Project History

UNESCO Activity Location
The following maps indicate the countries within sub-Saharan Africa that the Co-Chairs' work, as identified in the four initiatives, has had impacts. The participating countries are shown in purple.

Prof. Pence’s work in sub-Saharan Africa commenced in 1994 when UNICEF invited him to work with them in promoting capacity for ECD. The invitation was based on Pence’s internationally recognized work with Canadian First Nations’ communities to develop their own community-sensitive approaches to ECD. UNICEF felt that the strengths-focused, culturally supportive, ‘generative’ approach he co-developed with First Nations would be effective in the Majority (Developing) World as well.

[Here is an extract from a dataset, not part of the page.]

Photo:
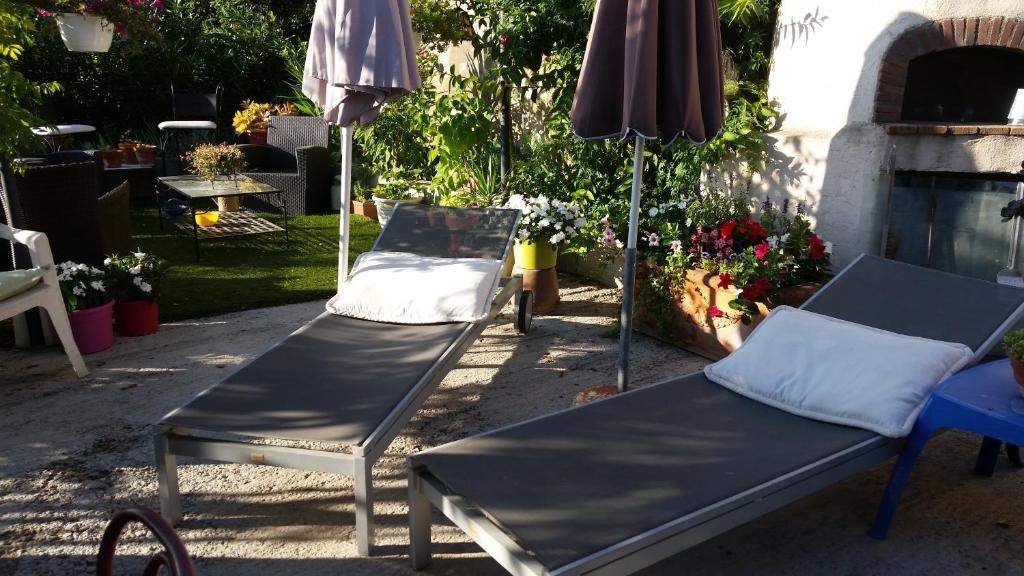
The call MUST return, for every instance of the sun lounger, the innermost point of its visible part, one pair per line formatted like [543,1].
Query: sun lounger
[621,484]
[342,381]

Over time different programs and approaches to ECD capacity promotion were developed to address various key stakeholder groups in sub-Saharan Africa:

  • The initial vehicle was a series of 2-3 week seminars, with invitations issued by UNICEF to 30-35, primarily governmental and training/education leaders in 10-12 SSA countries per seminar. These sessions took place in 1995, 1997 and 1998.
  • The seminar proposed for 1999 to take place in Kampala, Uganda with primary support from the World Bank morphed, at the suggestion and leadership of Pence, to become the first of four African International ECD Conferences. The 3rd (co-led by Pence, 2005) and 4th Conferences (led by Vargas-Baron, 2009) focused increasingly on engagement with political leaders, with the Dakar 2009 Conference including over 600 participants from 40 SSA countries, with 140-plus of the attendees being SSA Ministers or their representatives.
  • A third key group, mid-career, decision-making professionals in governments and NGOs, were an important element in capacity promotion and were addressed largely through the Early Childhood Development Virtual University (ECDVU, 2000-present), a graduate level, largely web-based community of learners and leaders program created by Pence in 1999/2000. The ECDVU completed its 5th SSA delivery in August, 2016—a collaboration with a Nigerian University that is now positioned to continue program offerings on its own (there have been a total of 138 graduates from 17 SSA countries through the ECDVU program’s 5 deliveries with 137 of the 138 graduates remaining in Africa—brain gain, instead of brain drain).
  • A fourth group targeted as key for broad and sustainable ECD capacity development in SSA are Scholars and Institutions (AS&I), an initiative launched in 2008/2009 by Pence and long-time ECDVU colleague, Prof. Kofi Marfo. The African Scholars Workshop (ASW) series has brought together 64 scholars from 24 SSA countries through a series of five workshops from 2010-2016.